Delegation of Solaris Zone Administration
By Darrenmoffat-Oracle on Jul 04, 2012
In Solaris 11 'Zone Delegation' is a built in feature. The Zones system now uses fine grained RBAC authorisations to allow delegation of management of distinct zones, rather than all zones which is what the 'Zone Management' RBAC profile did in Solaris 10.
The data for this can be stored with the Zone or you could also create RBAC profiles (that can even be stored in NIS or LDAP) for granting access to specific lists of Zones to administrators.
For example lets say we have zones named zoneA through zoneF and we have three admins alice, bob, carl. We want to grant a subset of the zone management to each of them.
We could do that either by adding the admin resource to the appropriate zones via zonecfg(1M) or we could do something like this with RBAC data directly:
First lets look at an example of storing the data with the zone.
# zonecfg -z zoneA zonecfg:zoneA> add admin zonecfg:zoneA> set user=alice zonecfg:zoneA> set auths=manage zonecfg:zoneA> end zonecfg:zoneA> commit zonecfg:zoneA> exit
Now lets look at the alternate method of storing this directly in the RBAC database, but we will show all our admins and zones for this example:
# usermod -P +'Zone Management' -A +solaris.zone.manage/zoneA alice # usermod -A +solaris.zone.login/zoneB alice # usermod -P +'Zone Management' -A +solaris.zone.manage/zoneB bob # usermod -A +solaris.zone.manage/zoneC bob # usermod -P +'Zone Management' -A +solaris.zone.manage/zoneC carl # usermod -A +solaris.zone.manage/zoneD carl # usermod -A +solaris.zone.manage/zoneE carl # usermod -A +solaris.zone.manage/zoneF carl
In the above alice can only manage zoneA, bob can manage zoneB and zoneC and carl can manage zoneC through zoneF. The user alice can also login on the console to zoneB but she can't do the operations that require the solaris.zone.manage authorisation on it.

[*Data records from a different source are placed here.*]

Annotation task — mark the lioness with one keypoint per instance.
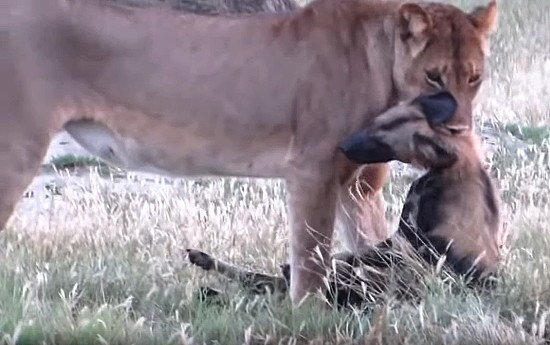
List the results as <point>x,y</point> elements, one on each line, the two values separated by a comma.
<point>267,95</point>
<point>451,211</point>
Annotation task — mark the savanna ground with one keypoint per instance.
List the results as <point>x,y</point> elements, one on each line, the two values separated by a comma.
<point>98,262</point>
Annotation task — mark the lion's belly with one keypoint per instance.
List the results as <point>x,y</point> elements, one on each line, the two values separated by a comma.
<point>184,155</point>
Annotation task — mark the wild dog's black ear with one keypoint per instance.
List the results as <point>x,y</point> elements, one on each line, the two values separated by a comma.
<point>362,148</point>
<point>438,107</point>
<point>434,153</point>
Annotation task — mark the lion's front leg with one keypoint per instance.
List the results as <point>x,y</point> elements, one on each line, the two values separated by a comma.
<point>311,201</point>
<point>361,219</point>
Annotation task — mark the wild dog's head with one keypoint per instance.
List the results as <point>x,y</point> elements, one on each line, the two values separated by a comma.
<point>409,132</point>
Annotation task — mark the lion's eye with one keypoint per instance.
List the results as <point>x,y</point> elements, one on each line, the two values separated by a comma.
<point>474,79</point>
<point>434,79</point>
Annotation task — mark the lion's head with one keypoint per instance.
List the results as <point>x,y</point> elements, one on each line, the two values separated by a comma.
<point>438,46</point>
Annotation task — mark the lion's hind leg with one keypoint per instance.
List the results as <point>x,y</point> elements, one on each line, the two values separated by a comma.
<point>255,282</point>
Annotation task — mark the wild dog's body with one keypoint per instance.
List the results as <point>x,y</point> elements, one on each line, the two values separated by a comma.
<point>456,210</point>
<point>183,95</point>
<point>452,210</point>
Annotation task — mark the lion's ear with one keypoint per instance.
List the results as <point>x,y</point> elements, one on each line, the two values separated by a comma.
<point>415,25</point>
<point>485,18</point>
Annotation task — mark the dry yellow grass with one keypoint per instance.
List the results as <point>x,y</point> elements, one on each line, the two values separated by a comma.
<point>104,262</point>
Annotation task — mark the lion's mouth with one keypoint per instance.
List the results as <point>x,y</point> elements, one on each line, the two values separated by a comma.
<point>457,129</point>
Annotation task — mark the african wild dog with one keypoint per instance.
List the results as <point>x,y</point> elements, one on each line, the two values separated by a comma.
<point>452,210</point>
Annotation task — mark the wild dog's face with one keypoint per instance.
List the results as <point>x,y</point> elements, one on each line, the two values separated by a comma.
<point>440,47</point>
<point>409,132</point>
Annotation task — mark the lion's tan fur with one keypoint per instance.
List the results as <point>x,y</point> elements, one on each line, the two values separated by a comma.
<point>265,95</point>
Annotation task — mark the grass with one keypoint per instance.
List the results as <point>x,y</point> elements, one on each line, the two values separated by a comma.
<point>104,262</point>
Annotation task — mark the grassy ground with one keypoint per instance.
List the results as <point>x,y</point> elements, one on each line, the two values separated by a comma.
<point>95,265</point>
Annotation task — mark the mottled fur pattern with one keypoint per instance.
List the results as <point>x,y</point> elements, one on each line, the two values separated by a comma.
<point>218,7</point>
<point>451,211</point>
<point>263,95</point>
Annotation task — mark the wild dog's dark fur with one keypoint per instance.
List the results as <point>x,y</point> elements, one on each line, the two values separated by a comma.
<point>218,7</point>
<point>452,210</point>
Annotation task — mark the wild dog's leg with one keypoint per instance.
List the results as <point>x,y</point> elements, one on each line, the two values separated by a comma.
<point>257,282</point>
<point>312,203</point>
<point>361,216</point>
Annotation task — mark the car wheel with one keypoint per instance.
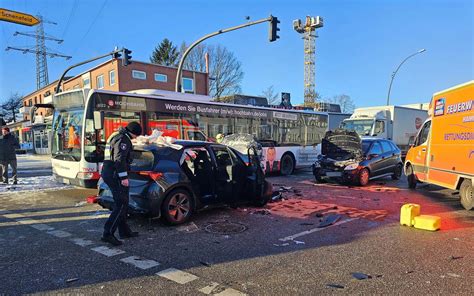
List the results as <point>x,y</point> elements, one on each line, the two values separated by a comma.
<point>287,165</point>
<point>397,173</point>
<point>364,176</point>
<point>177,207</point>
<point>466,194</point>
<point>411,179</point>
<point>318,177</point>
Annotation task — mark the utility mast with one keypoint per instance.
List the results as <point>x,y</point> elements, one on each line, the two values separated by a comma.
<point>41,51</point>
<point>309,35</point>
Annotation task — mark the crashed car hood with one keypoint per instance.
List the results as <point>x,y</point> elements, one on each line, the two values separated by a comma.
<point>341,144</point>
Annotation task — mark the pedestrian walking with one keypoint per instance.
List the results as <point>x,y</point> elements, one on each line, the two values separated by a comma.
<point>8,146</point>
<point>117,161</point>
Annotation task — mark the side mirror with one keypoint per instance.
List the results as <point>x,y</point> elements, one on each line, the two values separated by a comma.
<point>372,156</point>
<point>98,119</point>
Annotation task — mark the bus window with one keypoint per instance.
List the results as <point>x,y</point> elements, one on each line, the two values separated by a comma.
<point>67,136</point>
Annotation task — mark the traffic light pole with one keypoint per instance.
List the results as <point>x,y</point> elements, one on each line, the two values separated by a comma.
<point>112,53</point>
<point>181,62</point>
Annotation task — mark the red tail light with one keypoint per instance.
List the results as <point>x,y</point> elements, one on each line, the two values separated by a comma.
<point>153,175</point>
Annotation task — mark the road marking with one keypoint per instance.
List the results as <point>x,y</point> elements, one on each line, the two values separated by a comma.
<point>13,216</point>
<point>230,292</point>
<point>109,252</point>
<point>42,227</point>
<point>139,262</point>
<point>177,275</point>
<point>81,242</point>
<point>292,237</point>
<point>209,289</point>
<point>26,221</point>
<point>59,233</point>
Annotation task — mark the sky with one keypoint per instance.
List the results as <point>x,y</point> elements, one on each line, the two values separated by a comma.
<point>361,44</point>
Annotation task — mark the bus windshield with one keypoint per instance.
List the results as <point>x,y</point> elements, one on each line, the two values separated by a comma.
<point>362,127</point>
<point>67,132</point>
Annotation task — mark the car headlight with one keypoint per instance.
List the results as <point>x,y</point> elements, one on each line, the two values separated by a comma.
<point>351,167</point>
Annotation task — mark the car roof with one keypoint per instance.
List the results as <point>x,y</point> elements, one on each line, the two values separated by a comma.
<point>184,143</point>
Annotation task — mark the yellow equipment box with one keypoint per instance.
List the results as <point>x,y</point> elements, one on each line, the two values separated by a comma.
<point>407,214</point>
<point>427,222</point>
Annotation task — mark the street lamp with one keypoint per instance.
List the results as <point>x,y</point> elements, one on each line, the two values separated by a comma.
<point>395,72</point>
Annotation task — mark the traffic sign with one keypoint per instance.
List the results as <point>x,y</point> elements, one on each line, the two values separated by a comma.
<point>18,17</point>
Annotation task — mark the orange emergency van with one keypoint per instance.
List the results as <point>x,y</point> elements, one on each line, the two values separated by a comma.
<point>443,151</point>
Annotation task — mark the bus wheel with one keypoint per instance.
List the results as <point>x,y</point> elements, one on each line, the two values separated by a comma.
<point>466,194</point>
<point>287,165</point>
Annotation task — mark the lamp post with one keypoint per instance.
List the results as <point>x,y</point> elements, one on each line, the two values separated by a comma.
<point>395,72</point>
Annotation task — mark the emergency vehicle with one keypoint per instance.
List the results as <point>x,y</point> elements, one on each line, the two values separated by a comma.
<point>443,151</point>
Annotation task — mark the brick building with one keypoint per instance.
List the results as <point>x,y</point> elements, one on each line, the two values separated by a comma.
<point>110,75</point>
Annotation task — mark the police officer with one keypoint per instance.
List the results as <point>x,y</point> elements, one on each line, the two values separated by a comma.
<point>117,161</point>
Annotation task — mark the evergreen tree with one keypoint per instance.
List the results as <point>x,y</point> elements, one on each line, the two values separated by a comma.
<point>165,54</point>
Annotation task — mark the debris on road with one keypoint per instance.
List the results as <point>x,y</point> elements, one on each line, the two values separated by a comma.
<point>281,245</point>
<point>329,220</point>
<point>205,263</point>
<point>188,228</point>
<point>264,212</point>
<point>337,286</point>
<point>361,276</point>
<point>72,280</point>
<point>80,204</point>
<point>456,257</point>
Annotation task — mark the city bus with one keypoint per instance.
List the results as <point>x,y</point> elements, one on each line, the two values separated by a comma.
<point>85,118</point>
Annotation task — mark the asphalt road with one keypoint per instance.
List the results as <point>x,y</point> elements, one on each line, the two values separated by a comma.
<point>49,242</point>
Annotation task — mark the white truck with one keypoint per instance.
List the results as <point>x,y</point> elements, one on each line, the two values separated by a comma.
<point>396,123</point>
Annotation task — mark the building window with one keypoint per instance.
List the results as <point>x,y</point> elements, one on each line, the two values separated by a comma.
<point>100,81</point>
<point>161,77</point>
<point>139,74</point>
<point>188,84</point>
<point>86,83</point>
<point>112,77</point>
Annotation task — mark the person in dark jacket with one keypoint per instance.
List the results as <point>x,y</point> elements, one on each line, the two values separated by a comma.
<point>117,161</point>
<point>8,146</point>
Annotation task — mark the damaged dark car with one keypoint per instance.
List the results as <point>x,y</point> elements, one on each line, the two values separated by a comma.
<point>346,158</point>
<point>173,183</point>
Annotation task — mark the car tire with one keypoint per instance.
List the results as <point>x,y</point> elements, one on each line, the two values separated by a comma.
<point>177,207</point>
<point>411,179</point>
<point>318,177</point>
<point>364,176</point>
<point>287,165</point>
<point>466,194</point>
<point>397,173</point>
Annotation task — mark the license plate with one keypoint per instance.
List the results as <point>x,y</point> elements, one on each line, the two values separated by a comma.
<point>333,174</point>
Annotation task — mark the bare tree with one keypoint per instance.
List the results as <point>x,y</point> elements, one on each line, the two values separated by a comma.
<point>11,108</point>
<point>225,71</point>
<point>271,95</point>
<point>345,101</point>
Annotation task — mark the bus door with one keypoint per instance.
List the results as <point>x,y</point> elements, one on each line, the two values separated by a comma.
<point>420,152</point>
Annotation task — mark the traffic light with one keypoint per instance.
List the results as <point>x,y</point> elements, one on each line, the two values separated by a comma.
<point>117,54</point>
<point>273,29</point>
<point>126,59</point>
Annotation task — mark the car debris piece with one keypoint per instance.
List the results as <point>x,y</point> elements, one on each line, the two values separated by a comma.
<point>361,276</point>
<point>72,280</point>
<point>329,220</point>
<point>276,196</point>
<point>337,286</point>
<point>205,263</point>
<point>262,212</point>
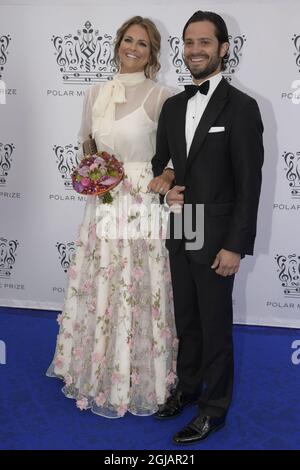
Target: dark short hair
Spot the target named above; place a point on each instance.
(220, 28)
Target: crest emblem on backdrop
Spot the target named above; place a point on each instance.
(84, 57)
(66, 159)
(288, 268)
(6, 151)
(183, 74)
(8, 250)
(296, 41)
(65, 253)
(292, 169)
(4, 43)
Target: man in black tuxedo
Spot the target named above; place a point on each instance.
(212, 132)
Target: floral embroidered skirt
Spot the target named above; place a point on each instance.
(116, 348)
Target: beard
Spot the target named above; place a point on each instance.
(207, 71)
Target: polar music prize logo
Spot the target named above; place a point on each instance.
(84, 57)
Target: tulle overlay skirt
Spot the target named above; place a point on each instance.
(116, 348)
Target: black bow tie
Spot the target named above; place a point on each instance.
(191, 90)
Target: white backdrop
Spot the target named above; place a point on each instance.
(47, 61)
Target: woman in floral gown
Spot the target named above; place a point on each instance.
(116, 347)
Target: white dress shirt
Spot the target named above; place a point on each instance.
(194, 111)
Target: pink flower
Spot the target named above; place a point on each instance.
(122, 409)
(109, 311)
(92, 232)
(59, 362)
(108, 181)
(97, 357)
(78, 353)
(68, 379)
(76, 326)
(126, 187)
(131, 289)
(165, 333)
(72, 273)
(85, 182)
(136, 311)
(83, 171)
(100, 399)
(135, 378)
(155, 313)
(138, 273)
(93, 166)
(171, 378)
(87, 286)
(92, 305)
(122, 263)
(116, 378)
(82, 404)
(138, 199)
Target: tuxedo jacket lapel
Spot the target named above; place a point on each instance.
(212, 110)
(179, 134)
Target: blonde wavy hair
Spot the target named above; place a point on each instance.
(153, 65)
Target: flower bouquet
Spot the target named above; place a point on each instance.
(98, 174)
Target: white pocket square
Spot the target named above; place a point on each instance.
(217, 129)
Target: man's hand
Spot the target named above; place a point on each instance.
(226, 263)
(175, 198)
(162, 183)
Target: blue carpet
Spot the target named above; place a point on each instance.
(34, 414)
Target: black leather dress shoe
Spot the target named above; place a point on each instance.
(173, 406)
(198, 429)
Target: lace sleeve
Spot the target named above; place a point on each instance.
(86, 118)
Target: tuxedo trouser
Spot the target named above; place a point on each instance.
(203, 316)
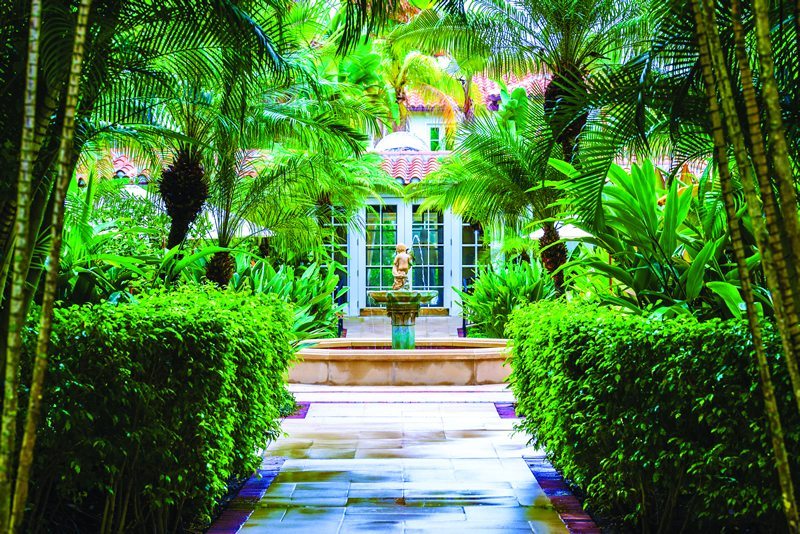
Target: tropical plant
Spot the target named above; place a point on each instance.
(763, 165)
(666, 247)
(498, 291)
(637, 412)
(498, 175)
(565, 39)
(313, 290)
(134, 54)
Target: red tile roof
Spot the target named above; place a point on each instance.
(411, 166)
(489, 90)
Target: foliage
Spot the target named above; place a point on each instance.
(154, 405)
(312, 290)
(663, 246)
(658, 421)
(498, 291)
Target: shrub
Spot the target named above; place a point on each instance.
(497, 291)
(312, 289)
(152, 407)
(660, 422)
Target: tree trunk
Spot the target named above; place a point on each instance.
(721, 154)
(789, 245)
(65, 168)
(768, 239)
(17, 302)
(553, 254)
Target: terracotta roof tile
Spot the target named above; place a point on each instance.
(489, 90)
(411, 166)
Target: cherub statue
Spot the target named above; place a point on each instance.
(401, 266)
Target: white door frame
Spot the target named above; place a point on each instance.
(357, 263)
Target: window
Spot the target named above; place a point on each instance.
(335, 244)
(473, 251)
(436, 138)
(427, 244)
(381, 237)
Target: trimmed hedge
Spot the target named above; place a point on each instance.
(153, 407)
(660, 422)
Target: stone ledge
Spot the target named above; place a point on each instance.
(465, 361)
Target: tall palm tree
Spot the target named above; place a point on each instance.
(565, 39)
(498, 174)
(133, 54)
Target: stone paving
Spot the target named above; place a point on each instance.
(403, 460)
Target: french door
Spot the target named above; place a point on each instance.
(428, 236)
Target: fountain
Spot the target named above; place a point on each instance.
(403, 361)
(402, 302)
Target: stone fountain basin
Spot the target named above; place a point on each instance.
(372, 362)
(403, 296)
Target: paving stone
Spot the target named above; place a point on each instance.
(385, 466)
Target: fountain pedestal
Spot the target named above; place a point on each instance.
(402, 307)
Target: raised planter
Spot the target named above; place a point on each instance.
(372, 362)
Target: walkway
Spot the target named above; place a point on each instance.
(391, 460)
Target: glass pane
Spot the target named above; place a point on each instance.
(387, 278)
(373, 277)
(374, 256)
(373, 217)
(437, 277)
(468, 275)
(435, 256)
(468, 256)
(389, 237)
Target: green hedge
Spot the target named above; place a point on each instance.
(660, 422)
(153, 407)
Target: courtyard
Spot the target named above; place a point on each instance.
(415, 266)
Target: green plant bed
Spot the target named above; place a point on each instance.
(153, 407)
(660, 422)
(497, 291)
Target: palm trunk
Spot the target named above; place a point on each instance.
(553, 254)
(767, 387)
(776, 270)
(22, 251)
(789, 244)
(65, 168)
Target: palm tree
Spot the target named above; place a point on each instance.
(121, 58)
(565, 39)
(498, 175)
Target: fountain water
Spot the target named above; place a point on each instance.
(402, 302)
(437, 361)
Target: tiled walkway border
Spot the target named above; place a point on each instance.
(301, 412)
(566, 504)
(241, 507)
(506, 410)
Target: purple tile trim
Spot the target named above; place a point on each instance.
(241, 507)
(569, 508)
(506, 410)
(301, 412)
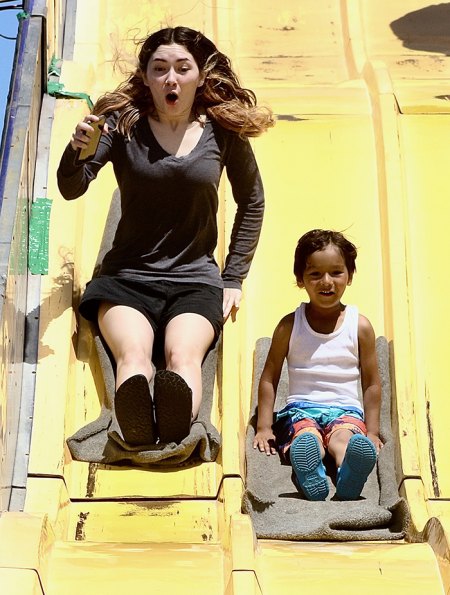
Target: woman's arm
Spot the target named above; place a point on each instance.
(248, 193)
(74, 177)
(267, 389)
(370, 380)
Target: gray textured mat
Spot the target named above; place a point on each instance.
(277, 509)
(100, 441)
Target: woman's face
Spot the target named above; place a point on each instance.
(172, 75)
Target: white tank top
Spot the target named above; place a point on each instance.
(324, 369)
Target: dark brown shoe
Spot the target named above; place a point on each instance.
(134, 411)
(173, 406)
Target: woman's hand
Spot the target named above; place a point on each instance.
(80, 138)
(231, 301)
(265, 441)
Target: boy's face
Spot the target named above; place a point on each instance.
(325, 277)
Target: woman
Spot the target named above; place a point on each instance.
(170, 129)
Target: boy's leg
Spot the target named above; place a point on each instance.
(355, 457)
(306, 454)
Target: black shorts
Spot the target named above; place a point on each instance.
(158, 301)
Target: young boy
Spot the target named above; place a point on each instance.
(329, 347)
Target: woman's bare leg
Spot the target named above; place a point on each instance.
(130, 337)
(187, 339)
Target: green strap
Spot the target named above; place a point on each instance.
(22, 15)
(57, 90)
(38, 236)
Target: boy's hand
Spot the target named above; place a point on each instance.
(265, 441)
(376, 441)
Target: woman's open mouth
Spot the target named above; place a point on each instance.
(172, 97)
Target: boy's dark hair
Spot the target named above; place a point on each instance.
(318, 239)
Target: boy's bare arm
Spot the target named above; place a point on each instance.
(267, 389)
(370, 380)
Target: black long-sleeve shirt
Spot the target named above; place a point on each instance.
(168, 226)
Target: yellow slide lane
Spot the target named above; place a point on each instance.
(361, 145)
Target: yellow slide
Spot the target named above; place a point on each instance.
(360, 90)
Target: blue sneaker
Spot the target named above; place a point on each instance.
(307, 464)
(360, 458)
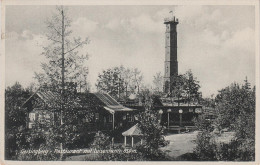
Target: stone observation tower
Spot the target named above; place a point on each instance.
(171, 63)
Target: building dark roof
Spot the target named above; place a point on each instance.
(82, 100)
(133, 131)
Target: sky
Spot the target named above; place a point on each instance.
(216, 42)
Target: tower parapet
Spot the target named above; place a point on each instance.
(171, 20)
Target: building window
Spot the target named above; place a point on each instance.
(130, 117)
(110, 118)
(96, 116)
(32, 116)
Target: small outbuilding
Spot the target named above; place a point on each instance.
(134, 133)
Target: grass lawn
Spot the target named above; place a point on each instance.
(180, 143)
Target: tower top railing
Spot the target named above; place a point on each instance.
(171, 19)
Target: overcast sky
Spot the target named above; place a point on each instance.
(216, 42)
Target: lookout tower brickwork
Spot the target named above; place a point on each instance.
(171, 63)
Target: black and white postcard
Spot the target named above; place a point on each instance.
(166, 81)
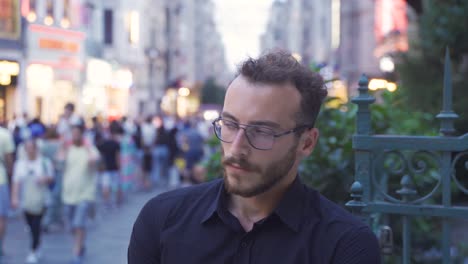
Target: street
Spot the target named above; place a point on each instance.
(107, 239)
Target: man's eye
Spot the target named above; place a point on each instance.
(259, 131)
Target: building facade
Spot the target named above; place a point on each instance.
(11, 58)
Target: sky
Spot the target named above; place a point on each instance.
(241, 23)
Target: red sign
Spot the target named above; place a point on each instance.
(10, 27)
(58, 45)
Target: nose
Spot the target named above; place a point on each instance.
(240, 145)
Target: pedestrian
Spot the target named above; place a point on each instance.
(110, 178)
(128, 159)
(160, 155)
(260, 211)
(79, 185)
(7, 148)
(31, 178)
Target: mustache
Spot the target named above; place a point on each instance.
(238, 162)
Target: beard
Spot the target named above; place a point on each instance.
(258, 180)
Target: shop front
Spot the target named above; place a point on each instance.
(106, 90)
(54, 71)
(10, 57)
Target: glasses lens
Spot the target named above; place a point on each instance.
(260, 137)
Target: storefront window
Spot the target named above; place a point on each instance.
(49, 19)
(65, 23)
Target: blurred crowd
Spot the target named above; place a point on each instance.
(60, 176)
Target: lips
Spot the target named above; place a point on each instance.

Or if you have a large number of zones and/or admins or you just want to provide a layer of abstraction you can collect the authorisation lists into an RBAC profile and grant that to the admins, for example lets great an RBAC profile for the things that alice and carl can do.
# profiles -p 'Zone Group 1' profiles:Zone Group 1> set desc="Zone Group 1" profiles:Zone Group 1> add profile="Zone Management" profiles:Zone Group 1> add auths=solaris.zone.manage/zoneA profiles:Zone Group 1> add auths=solaris.zone.login/zoneB profiles:Zone Group 1> commit profiles:Zone Group 1> exit# profiles -p 'Zone Group 3' profiles:Zone Group 1> set desc="Zone Group 3" profiles:Zone Group 1> add profile="Zone Management" profiles:Zone Group 1> add auths=solaris.zone.manage/zoneD profiles:Zone Group 1> add auths=solaris.zone.manage/zoneE profiles:Zone Group 1> add auths=solaris.zone.manage/zoneF profiles:Zone Group 1> commit profiles:Zone Group 1> exit
Now instead of granting carl and aliace the 'Zone Management' profile and the authorisations directly we can just give them the appropriate profile.
# usermod -P +'Zone Group 3' carl # usermod -P +'Zone Group 1' alice
If we wanted to store the profile data and the profiles granted to the users in LDAP just add '-S ldap' to the profiles and usermod commands.